眼见着皇上暂时还没有继续行动的打算,焦适之连忙开口,“皇上,臣——”

“错了。”朱厚照打断了焦适之的话语,神情莫测地说道:“适之,是我呀~~”那尾音的缠绵令焦适之一颤,不由自主想往后退去。

呵,虽,虽然他知道现在的皇上做出什么事情都不为过,然而他却从来没想到皇上会对他做这样的事情啊!!

一着不慎,焦适之被朱厚照逼得步步皆退。

耳郭被含住,狎昵地舔啃着,牙齿小心翼翼地避开着软骨,却在触及软软的耳垂时毫不犹豫地咬合,力道之大令焦适之忍不住悲鸣了一声,随即那狠戾的感觉猛然消失,又小心翼翼地用舔了舔,用双唇含了含,似是满带歉意。

炙热鼻息扑在焦适之脖颈处,渲染出一片红晕,那灵活的舌尖触及敏感的耳道,焦适之闷哼一声,身体急颤,原本被压制的身体又剧烈挣动起来。

朱厚照从喉咙间发出一声轻笑,又用牙尖咬着耳垂厮磨,令焦适之不由得呜咽了一声,眼中满是水色,从迷茫中抓到一丝神智,在皇上情绪稍微缓和的时候开口,“皇上,我再也不会不告知您这样的事情,您快放手,我知错,我知错了。”声音犹带哽咽,他再不敢自称为臣,如此才能顺利地把这话说完。

朱厚照终是从他身上半抬起身子,连那死死压住焦适之手腕的手也稍微松动了下,只听到他说道:“适之,我自不会怪你。你的想法我自然清楚,刚才那通火气本来便不该朝着你发。”他盯着焦适之通红的耳尖,眼神渐渐幽暗。

怎能去怪焦适之?他本来便是那样自持的性子,当初一个人都能够老老实实地在祠堂内跪着,刚才自也是在母后的斥责下毫不犹豫跪倒。若说有错,也是他这个作为皇上,作为儿子的错。从母后出现的时候,他便不该顺着焦适之的意思打算把母后带走再说,竟生生让适之忍了那么久的伤痛,若是再晚片刻,说不得那石子便真的伤及筋骨,到那时才真的是后悔莫及。

对适之出手,只是他刚才那一闪而过的阴暗心理,虽逼迫适之至此,他稍微后悔,却不能自拔。

适之面色通红的样子很好看,适之的耳朵很柔软,适之的唇舌很甜,适之哽咽的声音很好听,适之的他有种再继续下去要控制不住的错觉。

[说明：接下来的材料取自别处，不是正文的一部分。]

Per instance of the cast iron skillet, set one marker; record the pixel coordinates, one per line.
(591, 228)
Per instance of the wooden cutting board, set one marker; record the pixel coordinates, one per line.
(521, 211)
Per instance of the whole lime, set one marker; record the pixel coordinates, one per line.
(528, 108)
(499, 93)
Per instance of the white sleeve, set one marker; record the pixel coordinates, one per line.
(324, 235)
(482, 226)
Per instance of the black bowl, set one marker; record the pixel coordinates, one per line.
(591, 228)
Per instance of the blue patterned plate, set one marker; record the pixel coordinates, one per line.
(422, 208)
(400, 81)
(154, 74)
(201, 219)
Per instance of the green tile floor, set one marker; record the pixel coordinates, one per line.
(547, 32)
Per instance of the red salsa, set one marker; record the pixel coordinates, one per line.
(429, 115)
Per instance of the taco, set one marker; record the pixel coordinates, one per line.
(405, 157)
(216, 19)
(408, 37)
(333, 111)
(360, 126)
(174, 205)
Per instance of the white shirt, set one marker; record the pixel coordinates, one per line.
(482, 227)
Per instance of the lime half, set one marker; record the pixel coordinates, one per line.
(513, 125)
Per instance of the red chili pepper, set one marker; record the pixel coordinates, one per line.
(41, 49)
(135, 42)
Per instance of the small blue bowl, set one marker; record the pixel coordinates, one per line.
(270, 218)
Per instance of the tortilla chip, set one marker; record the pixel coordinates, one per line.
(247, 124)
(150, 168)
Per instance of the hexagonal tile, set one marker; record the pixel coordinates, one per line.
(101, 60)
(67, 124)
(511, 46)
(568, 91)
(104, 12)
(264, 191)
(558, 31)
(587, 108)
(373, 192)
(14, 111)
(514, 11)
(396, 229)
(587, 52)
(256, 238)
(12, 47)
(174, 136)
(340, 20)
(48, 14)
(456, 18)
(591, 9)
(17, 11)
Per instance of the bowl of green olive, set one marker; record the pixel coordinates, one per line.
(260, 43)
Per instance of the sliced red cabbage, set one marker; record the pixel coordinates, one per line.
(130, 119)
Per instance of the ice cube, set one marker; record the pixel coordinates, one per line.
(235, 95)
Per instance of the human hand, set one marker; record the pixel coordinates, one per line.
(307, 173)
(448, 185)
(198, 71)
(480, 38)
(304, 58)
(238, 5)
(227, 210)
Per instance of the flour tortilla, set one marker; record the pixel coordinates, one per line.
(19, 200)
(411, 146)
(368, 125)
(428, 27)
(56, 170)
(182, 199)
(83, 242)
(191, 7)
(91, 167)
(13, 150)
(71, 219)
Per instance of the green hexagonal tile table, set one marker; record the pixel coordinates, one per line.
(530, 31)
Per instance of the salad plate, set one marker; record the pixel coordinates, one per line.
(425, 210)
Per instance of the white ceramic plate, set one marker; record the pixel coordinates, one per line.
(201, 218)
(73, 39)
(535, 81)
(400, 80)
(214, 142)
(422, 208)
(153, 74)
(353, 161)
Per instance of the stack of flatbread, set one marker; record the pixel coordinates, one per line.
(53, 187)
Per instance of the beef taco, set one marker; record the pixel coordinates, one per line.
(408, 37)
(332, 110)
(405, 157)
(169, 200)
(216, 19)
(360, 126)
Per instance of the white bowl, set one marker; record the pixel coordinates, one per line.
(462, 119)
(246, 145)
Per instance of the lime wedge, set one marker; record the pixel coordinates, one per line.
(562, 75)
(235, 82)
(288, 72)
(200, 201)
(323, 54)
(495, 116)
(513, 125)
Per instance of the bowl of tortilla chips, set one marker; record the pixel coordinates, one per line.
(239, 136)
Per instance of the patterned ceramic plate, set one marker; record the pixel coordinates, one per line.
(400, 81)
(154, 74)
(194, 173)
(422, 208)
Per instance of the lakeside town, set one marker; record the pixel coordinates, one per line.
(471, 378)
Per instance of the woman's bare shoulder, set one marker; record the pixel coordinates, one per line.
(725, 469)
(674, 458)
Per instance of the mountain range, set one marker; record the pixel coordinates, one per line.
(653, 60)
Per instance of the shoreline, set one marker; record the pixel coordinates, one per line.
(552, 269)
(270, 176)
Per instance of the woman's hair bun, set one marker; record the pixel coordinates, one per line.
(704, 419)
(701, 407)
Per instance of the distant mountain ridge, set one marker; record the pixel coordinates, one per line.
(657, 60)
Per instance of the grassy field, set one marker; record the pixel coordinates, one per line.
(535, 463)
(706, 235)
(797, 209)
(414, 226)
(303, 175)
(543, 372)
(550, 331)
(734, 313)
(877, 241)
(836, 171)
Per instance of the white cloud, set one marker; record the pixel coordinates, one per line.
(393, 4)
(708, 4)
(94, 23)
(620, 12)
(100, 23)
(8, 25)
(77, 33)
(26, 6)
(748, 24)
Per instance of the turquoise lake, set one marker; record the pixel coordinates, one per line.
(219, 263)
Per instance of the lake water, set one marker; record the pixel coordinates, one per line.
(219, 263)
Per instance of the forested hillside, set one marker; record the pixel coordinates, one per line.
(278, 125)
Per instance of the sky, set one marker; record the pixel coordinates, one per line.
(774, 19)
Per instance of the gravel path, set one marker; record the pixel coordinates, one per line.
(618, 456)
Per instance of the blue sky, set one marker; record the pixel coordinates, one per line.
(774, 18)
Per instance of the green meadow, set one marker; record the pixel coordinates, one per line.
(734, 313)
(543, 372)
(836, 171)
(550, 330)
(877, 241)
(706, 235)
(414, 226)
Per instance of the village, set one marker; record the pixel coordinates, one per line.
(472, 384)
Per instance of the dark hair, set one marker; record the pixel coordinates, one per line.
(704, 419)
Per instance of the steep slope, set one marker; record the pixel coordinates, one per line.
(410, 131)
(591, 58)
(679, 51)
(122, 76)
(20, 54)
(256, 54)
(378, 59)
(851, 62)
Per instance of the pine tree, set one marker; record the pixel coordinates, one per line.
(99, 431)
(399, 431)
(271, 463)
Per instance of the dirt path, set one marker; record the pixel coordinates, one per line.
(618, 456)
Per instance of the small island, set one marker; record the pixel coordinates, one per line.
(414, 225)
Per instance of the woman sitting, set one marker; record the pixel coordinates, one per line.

猛然闭眼,朱厚照压制住心头依旧翻腾的怒火,松开手坐起身来,一把把焦适之又抱坐起来,帮他把衣服再原样弄回去,轻声说道:“刚才是我孟浪了,着实对不住适之。可适之,你的身子是最重要的,莫要再为了他事伤及己身,你可记得?”

被皇上好一顿折腾的焦适之哪里还会不记得,自然是连连点头。

朱厚照见焦适之一旦被他放开,便浑身不自在地检查衣物的模样,又是轻笑模样,扶着他把焦适之送回了他原来的房间。

他不是不想留焦适之下来,不过刚经了一遭的焦适之显然不会同意。

直到屋内只剩下自己一人时,焦适之猛地站起身来,不顾膝盖迸发的痛楚,几步踉跄地走到架子边,整张脸都埋入水里。夏日温凉的水温并不能缓解他脸上的热度,反倒有所助长一般,在小半刻后焦适之焦躁地重新站直身体。

滴落的水痕很快把衣领打湿,焦适之却浑然不顾,挣扎了片刻终于伸手去摸了摸红肿的嘴唇,犹如被烫到一般猛地挥开手,又似乎想到什么,一手捂住滚烫的左耳,满脸通红地站在屋中。

他没想到皇上竟会,竟会趁着他行动不便之时做出这样的事情来!

焦适之心中一团乱麻,然仍从中理出一条头绪来,许是因为他受伤之事,令皇上之前一直强忍着的某些情绪爆发了,不然也不会如此急切暴躁,甚至吐露出那样悲切的话语。

他不可否认,在听到皇上控诉话语时,他是心虚的。

他在外面行走,却未曾想到对皇上来说,最想知道的不仅仅是他一切安好这样的消息,他更想知道焦适之的真实情况。而不是某一日他真的出事后,成为一道传回皇城的消息。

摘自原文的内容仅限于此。